Greater New York City Area
Individual Contributor and Tech Lead for Analytics Team. Design and implementation of big data workflows,various analytical models to assess cyber security risk, and low latency distributed systems.
• Manage a team of local/remote engineers
• Work with Data Scientists to implement various models such as predictive risk scoring, breach risk probability, portfolio based insights, and anomaly detections. Responsible for data engineering, model tuning, and productionizing of models in Spark.
• Contributed knowledge of Spark Tuning, HDFS, optimized formats such as ORC, Parquet to team. Wrote custom UDFs, UDAFs, ML pipelines for Spark. Profiled, tuned, and refactored legacy Spark code to reduce runtimes and decrease shuffles. Implemented analytic model workflows from custom repositories to containerized deployments.
• Responsible for architecture and implementation of Fast/Slow data flows over data lake, including development and maintenance of various tools to support workflow management, allowing for ingestion of TB’s of data daily.
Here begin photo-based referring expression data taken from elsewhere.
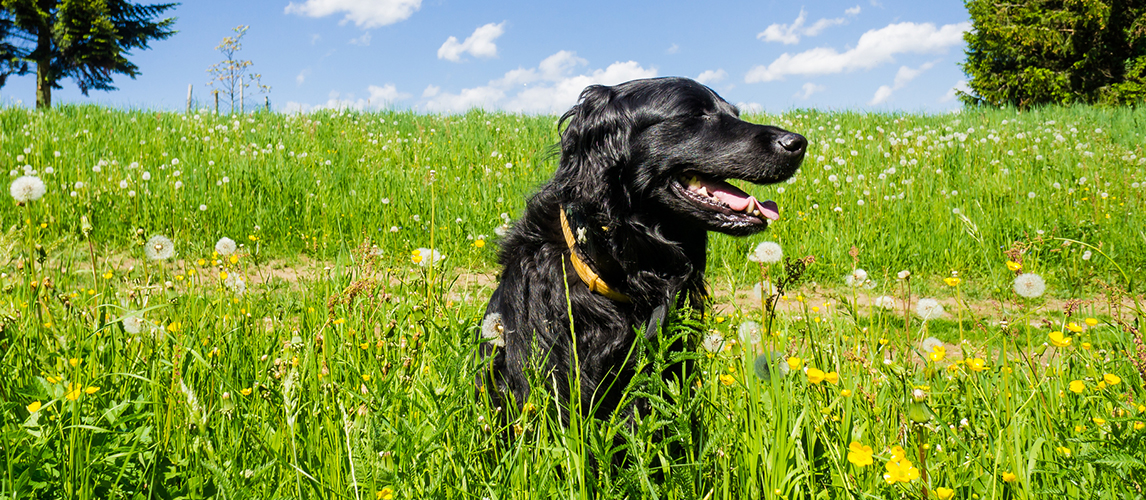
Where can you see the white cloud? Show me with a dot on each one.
(950, 95)
(791, 33)
(712, 77)
(362, 13)
(550, 87)
(379, 98)
(363, 40)
(809, 88)
(902, 78)
(479, 45)
(874, 47)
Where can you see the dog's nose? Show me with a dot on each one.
(792, 142)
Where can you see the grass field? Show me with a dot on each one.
(330, 351)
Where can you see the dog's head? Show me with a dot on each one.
(665, 148)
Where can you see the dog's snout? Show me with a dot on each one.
(792, 142)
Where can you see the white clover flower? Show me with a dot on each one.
(493, 330)
(28, 188)
(226, 247)
(1029, 284)
(159, 248)
(928, 309)
(767, 252)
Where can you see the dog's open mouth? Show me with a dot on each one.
(720, 196)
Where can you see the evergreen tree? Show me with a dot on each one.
(86, 40)
(1026, 53)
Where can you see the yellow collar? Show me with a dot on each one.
(582, 270)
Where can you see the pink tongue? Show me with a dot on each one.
(742, 202)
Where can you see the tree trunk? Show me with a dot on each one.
(44, 77)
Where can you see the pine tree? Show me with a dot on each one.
(86, 40)
(1027, 53)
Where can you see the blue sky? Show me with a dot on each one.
(535, 56)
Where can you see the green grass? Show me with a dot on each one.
(342, 368)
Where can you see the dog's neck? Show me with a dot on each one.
(637, 257)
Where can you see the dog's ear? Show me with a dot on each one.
(595, 146)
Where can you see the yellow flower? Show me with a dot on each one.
(860, 454)
(816, 375)
(976, 364)
(900, 469)
(795, 362)
(1058, 340)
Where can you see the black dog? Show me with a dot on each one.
(620, 233)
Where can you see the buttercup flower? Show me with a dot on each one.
(767, 252)
(858, 454)
(226, 247)
(1076, 387)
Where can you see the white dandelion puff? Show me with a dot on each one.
(493, 330)
(857, 278)
(226, 247)
(159, 248)
(28, 188)
(767, 252)
(885, 302)
(928, 309)
(1029, 284)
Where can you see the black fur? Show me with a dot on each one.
(622, 155)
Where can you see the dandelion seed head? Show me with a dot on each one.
(159, 248)
(1029, 284)
(767, 252)
(28, 188)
Designed and implemented Blue/Green data flow to ensure consistency of platform during batch updates. Maintained and tuned Presto to reduce long tail query times by 93%, allowing for low latency queries over very large dataset with avg. latency less than 200ms.
• Worked closely with Sales and Customer relation teams to understand both specific customer and population trends, providing root cause analysis and insights based on data collected.